Amar tem menos a ver com verbalizar sentimento e mais com cuidado e estar junto; ações dizem mais e com melhor qualidade que palavras podem fazer. Na essência, o amor não precisa de reciprocidade ou motivo algum pra existir, ele é incondicional [Romanos 5.8]. Ama-se porque faz bem, porque o amor afasta o medo [1 João 4.18], apaga as falhas e cobre os erros [1 Pedro 4.8], conseguindo transformar o ser amado.

Da mesma forma descomplicada que surge, é fácil expressá-lo. Só que às vezes a gente se engessa por quem não sabe amar, mas dar amor desprendido nunca prejudica, antes, retê-lo é que não faz bem. Deve-se liberar amor, sem exigir retornos ou algo em troca. Caso não exista reciprocidade, perde quem menos amar, pois, quanto mais damos, mais o amor se torna perfeito e aumenta em poder [1 João 4.16-17].

Nas profundezas do mar

Capaz de exceder desejos e vontades, o maior interesse do amor é o bem-estar do outro, com ações que expressam bondade e paciência. Deseja o bem, até quando as vontades diferem, permitindo a felicidade do outro, ainda que os caminhos se distanciem. No verdadeiro amor não há separação, mesmo longe ficamos a distância do coração. Não existe poder ou lei forte o bastante pra separá-lo, nem a morte e o que vier depois, poder e influências, o presente e o imprevisto futuro, autoridades e mistérios. Nem mesmo o universo pode exercer força suficiente pra afastá-lo.

Sendo nobre, não sente ciúmes, fica supondo coisas, não é convencido ou grosseiro, nem se irrita ou guarda rancor pelas coisas não serem de seu jeito [1 Coríntios 13]. Sua leveza não traz peso algum, ele lança longe todo fardo das cobranças, deixando as coisas suaves, tanto pra quem ama, quanto pra quem é amado, lançando os erros no fundo do oceano [Miquéias 7.18-19]. Pra uma rápida indefinição sobre o amor, você pode ler o poema “Amor definido que em palavras se indefiniu“.

Amor é fogo que arde

Sua alegria surge com a verdade e mesmo algo lhe causando dor segue com a esperança firmada na fé. Infinito continua a crescer, se expandindo pelo espaço-tempo através da eternidade. Quando chega, desfaz barreiras e quebra cadeias, tornando livre; deixa espaço e motivos que despertam o desejo de voltar e permanecer ligado a ele. Uma vez plantado, não sabemos quando irá florir, suas raízes precisam lhe dar profundidade, só então, é possível desfrutar da poesia e sinestesia que seus frutos proporcionam.

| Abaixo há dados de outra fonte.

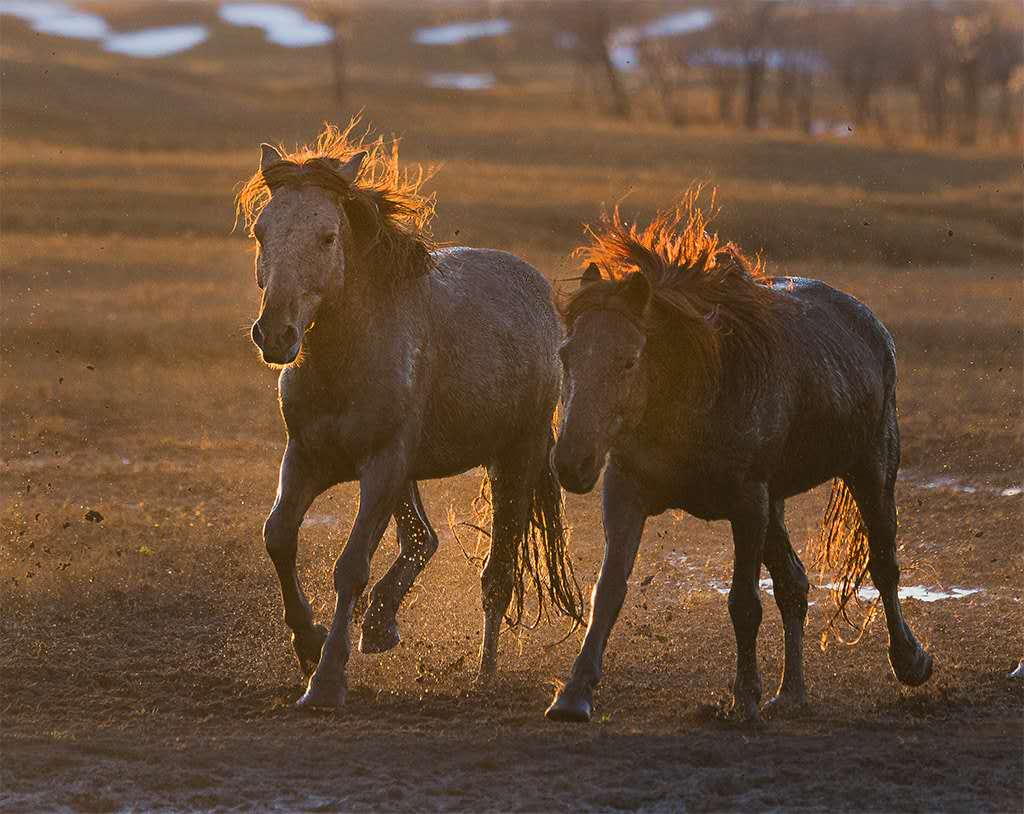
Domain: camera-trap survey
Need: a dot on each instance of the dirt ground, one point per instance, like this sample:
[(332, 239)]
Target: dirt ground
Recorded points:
[(144, 662)]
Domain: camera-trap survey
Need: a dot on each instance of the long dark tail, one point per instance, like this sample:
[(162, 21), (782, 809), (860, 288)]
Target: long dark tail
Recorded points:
[(841, 556), (542, 563), (543, 559)]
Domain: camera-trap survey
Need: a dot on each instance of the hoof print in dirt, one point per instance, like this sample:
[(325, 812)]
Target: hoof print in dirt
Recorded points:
[(378, 638), (570, 708), (912, 671), (323, 696), (784, 705)]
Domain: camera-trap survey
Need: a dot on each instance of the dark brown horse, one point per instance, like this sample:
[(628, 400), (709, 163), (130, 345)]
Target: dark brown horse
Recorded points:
[(399, 362), (698, 383)]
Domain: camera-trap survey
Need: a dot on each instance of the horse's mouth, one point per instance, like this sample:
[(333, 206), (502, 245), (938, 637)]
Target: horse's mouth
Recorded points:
[(280, 357)]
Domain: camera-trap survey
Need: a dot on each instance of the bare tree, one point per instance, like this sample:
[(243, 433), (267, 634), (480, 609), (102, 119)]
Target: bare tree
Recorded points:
[(744, 27), (589, 25)]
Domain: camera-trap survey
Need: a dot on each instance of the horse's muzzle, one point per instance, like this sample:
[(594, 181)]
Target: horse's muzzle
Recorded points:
[(279, 347)]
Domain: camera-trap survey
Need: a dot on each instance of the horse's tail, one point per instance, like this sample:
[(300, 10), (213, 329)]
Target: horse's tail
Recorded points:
[(841, 556), (543, 559)]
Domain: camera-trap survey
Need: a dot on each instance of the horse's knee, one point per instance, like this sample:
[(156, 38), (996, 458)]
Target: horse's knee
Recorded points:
[(428, 546), (884, 569), (280, 538), (497, 581), (351, 574), (744, 609)]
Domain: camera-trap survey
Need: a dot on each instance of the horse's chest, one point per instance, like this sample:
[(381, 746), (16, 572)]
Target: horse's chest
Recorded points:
[(340, 432), (699, 484)]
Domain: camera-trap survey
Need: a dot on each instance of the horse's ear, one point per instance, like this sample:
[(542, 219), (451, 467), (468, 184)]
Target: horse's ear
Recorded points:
[(636, 292), (350, 169), (268, 155)]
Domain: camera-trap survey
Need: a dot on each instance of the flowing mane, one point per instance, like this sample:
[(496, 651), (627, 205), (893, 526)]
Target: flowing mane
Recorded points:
[(715, 299), (386, 209)]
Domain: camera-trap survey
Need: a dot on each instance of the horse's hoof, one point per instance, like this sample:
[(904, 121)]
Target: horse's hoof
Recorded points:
[(323, 694), (913, 670), (379, 638), (573, 707), (785, 704), (308, 647)]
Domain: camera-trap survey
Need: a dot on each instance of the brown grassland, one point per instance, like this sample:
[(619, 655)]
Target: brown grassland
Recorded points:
[(144, 663)]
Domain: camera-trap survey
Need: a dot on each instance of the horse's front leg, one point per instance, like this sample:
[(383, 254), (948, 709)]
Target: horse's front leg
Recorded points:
[(381, 484), (298, 484), (624, 520), (750, 524)]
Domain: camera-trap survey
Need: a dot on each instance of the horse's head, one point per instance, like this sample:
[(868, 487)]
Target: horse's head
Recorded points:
[(301, 234), (604, 388)]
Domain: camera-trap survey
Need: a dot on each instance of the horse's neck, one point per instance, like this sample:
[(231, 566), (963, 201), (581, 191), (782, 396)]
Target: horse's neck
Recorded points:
[(359, 331)]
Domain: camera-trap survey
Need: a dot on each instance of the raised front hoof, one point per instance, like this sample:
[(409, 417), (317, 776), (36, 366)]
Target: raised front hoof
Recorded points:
[(912, 670), (376, 638), (307, 648), (323, 695), (785, 704), (570, 707)]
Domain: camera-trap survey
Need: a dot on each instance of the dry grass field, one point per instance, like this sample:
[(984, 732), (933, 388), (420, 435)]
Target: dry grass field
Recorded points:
[(144, 663)]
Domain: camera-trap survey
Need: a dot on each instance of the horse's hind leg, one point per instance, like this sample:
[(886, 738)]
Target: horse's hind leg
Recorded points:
[(298, 486), (417, 543), (873, 485), (790, 585), (511, 493), (750, 525)]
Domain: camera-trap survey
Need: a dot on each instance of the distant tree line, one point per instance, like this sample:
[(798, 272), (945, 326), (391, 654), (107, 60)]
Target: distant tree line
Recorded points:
[(962, 62)]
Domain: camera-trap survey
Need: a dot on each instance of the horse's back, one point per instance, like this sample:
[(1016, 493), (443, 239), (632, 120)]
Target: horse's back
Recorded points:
[(826, 308), (495, 335), (842, 361)]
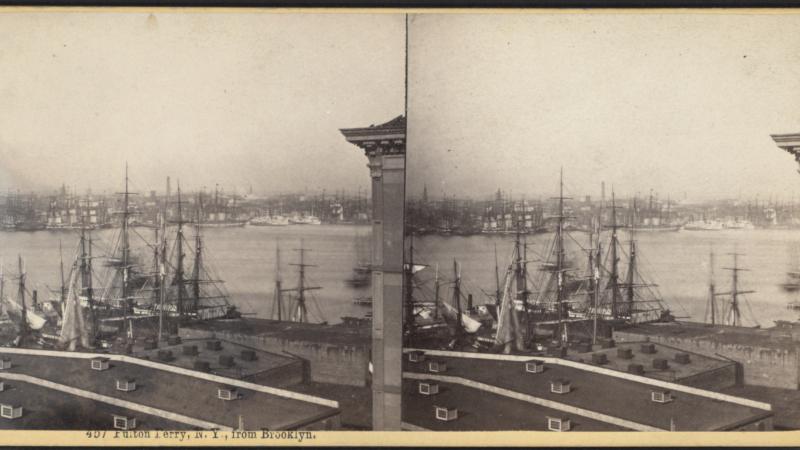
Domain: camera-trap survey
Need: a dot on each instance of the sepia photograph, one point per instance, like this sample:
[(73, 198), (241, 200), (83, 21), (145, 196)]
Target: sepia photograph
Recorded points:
[(602, 232), (186, 223)]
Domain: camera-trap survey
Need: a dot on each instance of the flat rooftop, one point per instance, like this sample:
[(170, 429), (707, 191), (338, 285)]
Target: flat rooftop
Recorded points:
[(675, 371), (338, 334), (47, 409), (759, 337), (484, 411), (187, 394), (614, 396), (264, 362)]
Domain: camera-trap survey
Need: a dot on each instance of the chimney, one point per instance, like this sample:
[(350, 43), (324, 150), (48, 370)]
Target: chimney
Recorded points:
[(636, 369), (661, 396), (446, 414), (190, 350), (165, 355), (682, 358), (534, 366), (437, 366), (201, 366), (124, 422), (660, 364), (99, 363), (599, 358), (416, 356), (10, 411), (126, 384), (558, 423), (428, 388), (227, 393), (560, 386), (226, 360)]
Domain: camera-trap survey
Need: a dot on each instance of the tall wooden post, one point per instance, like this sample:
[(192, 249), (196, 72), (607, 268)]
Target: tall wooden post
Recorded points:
[(385, 148)]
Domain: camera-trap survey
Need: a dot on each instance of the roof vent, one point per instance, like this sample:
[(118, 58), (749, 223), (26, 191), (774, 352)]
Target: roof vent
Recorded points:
[(446, 414), (202, 366), (10, 411), (226, 360), (608, 343), (126, 384), (190, 350), (661, 396), (558, 423), (599, 358), (636, 369), (124, 423), (560, 386), (625, 353), (648, 348), (227, 393), (428, 388), (100, 363), (165, 355), (534, 366), (437, 366), (150, 344), (416, 356)]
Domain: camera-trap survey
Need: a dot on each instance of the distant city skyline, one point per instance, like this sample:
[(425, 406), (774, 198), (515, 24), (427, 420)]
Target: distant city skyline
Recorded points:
[(680, 103), (237, 99)]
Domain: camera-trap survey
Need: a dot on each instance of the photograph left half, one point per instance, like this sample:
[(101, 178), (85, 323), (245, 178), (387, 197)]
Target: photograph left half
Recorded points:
[(191, 217)]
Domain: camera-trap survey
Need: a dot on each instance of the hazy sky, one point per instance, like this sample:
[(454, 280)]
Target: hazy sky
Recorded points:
[(228, 98), (680, 103)]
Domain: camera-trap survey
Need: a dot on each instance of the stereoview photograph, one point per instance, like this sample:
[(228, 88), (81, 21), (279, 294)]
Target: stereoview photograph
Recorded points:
[(601, 227), (186, 217)]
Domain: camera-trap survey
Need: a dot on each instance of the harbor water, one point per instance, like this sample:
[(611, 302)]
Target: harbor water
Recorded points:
[(244, 257), (677, 262)]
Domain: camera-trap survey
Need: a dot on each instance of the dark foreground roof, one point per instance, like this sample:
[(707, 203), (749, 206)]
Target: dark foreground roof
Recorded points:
[(611, 395), (185, 394)]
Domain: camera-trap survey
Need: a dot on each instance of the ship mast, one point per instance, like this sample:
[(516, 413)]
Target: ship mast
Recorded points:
[(631, 264), (24, 319), (179, 276), (126, 256), (711, 288), (613, 278), (409, 285), (735, 312), (278, 281), (301, 313), (560, 294), (497, 297), (457, 299), (436, 285), (198, 257)]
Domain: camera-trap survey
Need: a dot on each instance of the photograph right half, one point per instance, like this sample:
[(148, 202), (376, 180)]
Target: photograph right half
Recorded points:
[(601, 226)]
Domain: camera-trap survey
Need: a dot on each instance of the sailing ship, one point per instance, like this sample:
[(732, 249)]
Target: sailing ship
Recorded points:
[(729, 312), (297, 310), (270, 221)]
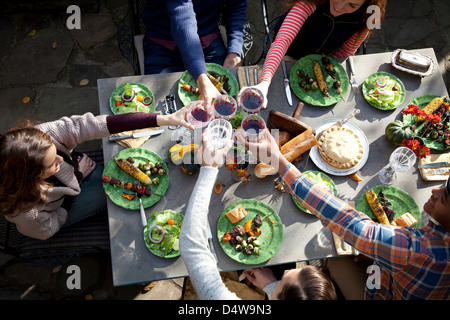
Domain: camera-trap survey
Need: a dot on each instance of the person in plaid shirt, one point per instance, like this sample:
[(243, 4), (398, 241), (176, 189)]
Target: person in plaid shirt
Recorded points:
[(413, 263)]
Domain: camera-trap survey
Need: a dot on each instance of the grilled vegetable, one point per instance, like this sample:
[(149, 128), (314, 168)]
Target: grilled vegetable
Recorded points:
[(376, 207), (320, 77), (132, 170), (431, 107)]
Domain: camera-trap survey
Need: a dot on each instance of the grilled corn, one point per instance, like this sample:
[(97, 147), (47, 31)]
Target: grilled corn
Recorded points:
[(431, 107), (320, 77), (376, 207), (133, 170)]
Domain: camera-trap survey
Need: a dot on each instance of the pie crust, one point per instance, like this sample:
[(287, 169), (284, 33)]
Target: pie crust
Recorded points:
[(340, 147)]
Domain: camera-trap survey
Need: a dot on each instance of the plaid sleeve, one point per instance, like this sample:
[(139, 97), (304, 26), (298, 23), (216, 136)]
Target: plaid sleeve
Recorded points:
[(389, 246)]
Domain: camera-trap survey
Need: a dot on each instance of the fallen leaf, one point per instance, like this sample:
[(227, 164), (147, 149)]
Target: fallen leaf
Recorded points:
[(26, 99), (218, 187)]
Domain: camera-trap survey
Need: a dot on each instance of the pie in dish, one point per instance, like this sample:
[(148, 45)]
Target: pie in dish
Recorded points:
[(340, 147)]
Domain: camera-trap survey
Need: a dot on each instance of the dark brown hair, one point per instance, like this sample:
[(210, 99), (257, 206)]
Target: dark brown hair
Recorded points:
[(312, 284), (22, 153)]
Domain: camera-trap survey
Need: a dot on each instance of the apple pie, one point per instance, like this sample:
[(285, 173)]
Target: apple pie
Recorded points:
[(340, 147)]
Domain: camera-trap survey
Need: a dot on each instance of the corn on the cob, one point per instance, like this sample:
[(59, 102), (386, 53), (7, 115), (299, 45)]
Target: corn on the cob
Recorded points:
[(320, 77), (431, 107), (133, 170), (376, 207)]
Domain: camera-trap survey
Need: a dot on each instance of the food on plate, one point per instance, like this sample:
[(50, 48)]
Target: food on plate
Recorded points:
[(237, 214), (190, 88), (321, 79), (132, 170), (431, 107), (162, 233), (376, 207), (132, 99), (383, 91), (340, 147), (237, 236), (291, 150), (405, 220)]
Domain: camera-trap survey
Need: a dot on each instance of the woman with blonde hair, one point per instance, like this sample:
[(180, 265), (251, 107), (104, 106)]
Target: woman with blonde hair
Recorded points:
[(336, 28)]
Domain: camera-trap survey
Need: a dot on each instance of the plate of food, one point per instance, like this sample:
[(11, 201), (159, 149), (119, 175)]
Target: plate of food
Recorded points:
[(435, 136), (396, 205), (132, 97), (149, 177), (342, 151), (383, 91), (187, 87), (250, 231), (162, 233), (304, 82), (320, 179)]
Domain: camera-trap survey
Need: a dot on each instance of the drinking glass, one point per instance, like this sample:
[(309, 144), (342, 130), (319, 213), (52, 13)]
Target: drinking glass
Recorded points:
[(219, 132), (251, 100), (402, 159), (253, 128), (224, 107), (199, 115)]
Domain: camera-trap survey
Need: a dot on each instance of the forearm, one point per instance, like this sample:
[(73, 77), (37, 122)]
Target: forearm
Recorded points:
[(199, 260)]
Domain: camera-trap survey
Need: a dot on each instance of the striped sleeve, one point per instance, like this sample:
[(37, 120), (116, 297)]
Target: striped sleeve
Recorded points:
[(352, 44), (287, 33)]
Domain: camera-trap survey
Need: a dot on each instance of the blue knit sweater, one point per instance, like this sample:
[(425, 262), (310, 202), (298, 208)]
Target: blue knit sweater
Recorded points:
[(185, 21)]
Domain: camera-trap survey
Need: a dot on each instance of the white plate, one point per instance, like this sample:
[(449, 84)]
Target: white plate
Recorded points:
[(322, 165)]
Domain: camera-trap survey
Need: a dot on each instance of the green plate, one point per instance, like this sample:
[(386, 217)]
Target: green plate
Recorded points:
[(367, 87), (148, 243), (316, 97), (316, 176), (271, 231), (115, 192), (186, 78), (144, 91), (422, 102), (401, 202)]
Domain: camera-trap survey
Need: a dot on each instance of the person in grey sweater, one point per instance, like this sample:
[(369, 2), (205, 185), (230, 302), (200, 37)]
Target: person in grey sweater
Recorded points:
[(301, 283), (41, 179)]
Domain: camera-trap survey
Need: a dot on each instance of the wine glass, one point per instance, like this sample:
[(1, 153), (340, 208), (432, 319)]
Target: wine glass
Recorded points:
[(199, 115), (219, 132), (224, 107), (253, 128), (251, 100), (402, 159)]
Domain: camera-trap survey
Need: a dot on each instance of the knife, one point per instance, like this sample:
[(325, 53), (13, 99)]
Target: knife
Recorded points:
[(210, 244), (287, 88), (137, 135), (434, 165)]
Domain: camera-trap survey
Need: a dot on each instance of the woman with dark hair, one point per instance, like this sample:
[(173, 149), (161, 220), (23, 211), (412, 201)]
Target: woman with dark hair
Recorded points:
[(335, 28), (42, 178)]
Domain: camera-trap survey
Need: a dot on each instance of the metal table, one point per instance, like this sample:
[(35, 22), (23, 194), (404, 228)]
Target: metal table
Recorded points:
[(304, 236)]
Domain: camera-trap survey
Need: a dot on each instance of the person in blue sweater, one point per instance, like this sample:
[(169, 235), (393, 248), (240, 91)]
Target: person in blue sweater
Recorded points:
[(184, 34)]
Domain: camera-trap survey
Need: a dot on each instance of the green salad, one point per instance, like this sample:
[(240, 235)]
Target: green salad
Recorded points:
[(383, 91), (162, 233)]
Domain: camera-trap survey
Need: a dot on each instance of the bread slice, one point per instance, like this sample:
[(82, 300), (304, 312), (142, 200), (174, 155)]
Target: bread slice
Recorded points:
[(236, 214), (405, 220)]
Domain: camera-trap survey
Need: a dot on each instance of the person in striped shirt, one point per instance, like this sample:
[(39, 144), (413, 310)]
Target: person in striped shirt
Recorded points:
[(412, 263), (335, 28)]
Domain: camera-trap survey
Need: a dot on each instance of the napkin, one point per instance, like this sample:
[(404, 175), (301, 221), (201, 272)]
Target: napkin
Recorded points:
[(338, 242), (427, 174), (131, 142), (242, 79)]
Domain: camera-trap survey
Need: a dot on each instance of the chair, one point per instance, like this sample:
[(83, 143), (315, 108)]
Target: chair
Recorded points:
[(131, 33)]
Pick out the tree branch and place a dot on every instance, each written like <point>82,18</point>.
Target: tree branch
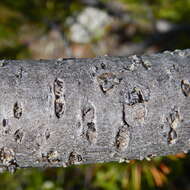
<point>56,113</point>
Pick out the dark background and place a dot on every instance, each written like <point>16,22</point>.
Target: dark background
<point>51,29</point>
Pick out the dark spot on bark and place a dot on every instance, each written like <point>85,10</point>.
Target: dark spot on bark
<point>17,110</point>
<point>5,122</point>
<point>59,107</point>
<point>185,86</point>
<point>135,96</point>
<point>172,136</point>
<point>91,133</point>
<point>18,136</point>
<point>7,158</point>
<point>78,125</point>
<point>19,74</point>
<point>103,65</point>
<point>88,113</point>
<point>52,156</point>
<point>108,81</point>
<point>122,138</point>
<point>174,122</point>
<point>59,103</point>
<point>47,134</point>
<point>74,158</point>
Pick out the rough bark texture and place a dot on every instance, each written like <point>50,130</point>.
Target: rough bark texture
<point>56,113</point>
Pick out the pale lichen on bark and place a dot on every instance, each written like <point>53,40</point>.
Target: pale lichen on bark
<point>78,111</point>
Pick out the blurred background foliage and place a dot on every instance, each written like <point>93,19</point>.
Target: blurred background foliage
<point>51,29</point>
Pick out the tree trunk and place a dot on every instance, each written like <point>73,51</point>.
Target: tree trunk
<point>56,113</point>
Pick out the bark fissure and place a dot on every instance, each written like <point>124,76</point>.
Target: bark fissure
<point>99,109</point>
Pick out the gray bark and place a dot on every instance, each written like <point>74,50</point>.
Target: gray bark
<point>56,113</point>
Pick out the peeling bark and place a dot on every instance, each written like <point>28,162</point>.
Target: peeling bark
<point>77,111</point>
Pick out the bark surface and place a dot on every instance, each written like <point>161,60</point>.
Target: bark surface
<point>55,113</point>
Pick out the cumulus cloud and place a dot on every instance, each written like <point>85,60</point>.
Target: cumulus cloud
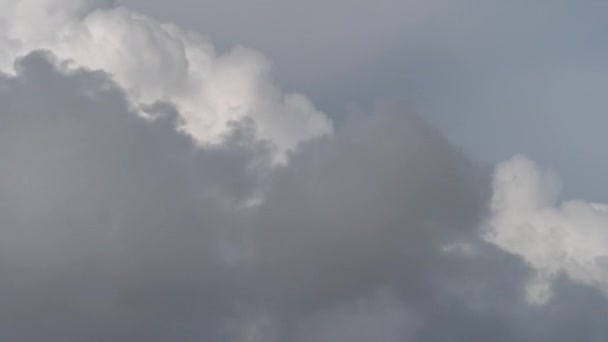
<point>555,238</point>
<point>159,62</point>
<point>119,227</point>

Amar não é apenas sobre sentimentos ou palavras, o amor verdadeiro se encontra no cuidado que exige ação [1 João 4.11-21], é marca que nos distingue [João 13.35] a qual exercemos por obediência [João 13.34]. A melhor forma de ensinar é amar mesmo quanto prejudicados pra pessoa ser impactada pelo amor e alcançar a felicidade. Amar quem merece é fácil, mas o que amontoa luz sobre nós é exercer amor mesmo a quem não merece [Provérbios 25.21-22], ao oferecer a outra face [Lamentações 3.30, Lucas 6.29] – o peso de não perdoar é grande demais pra levar, como abordei aqui. E pra experimentar isso tudo, é só se abrir pra recebê-lo, pra que em nós ele faça morada.

A linguagem dos corações

Tudo começa com amor, ele é a base de profundas entregas e buscas que ultrapassam limitações; levando a conquistas improváveis. Ainda que custe a vida, o fato de nos render é o que ressignifica e dá sentido a todas as coisas. A vida seria melhor “se todos vivessem o amor como deus o criou”, já alertava Oficina G3, em “Perfeito amor”.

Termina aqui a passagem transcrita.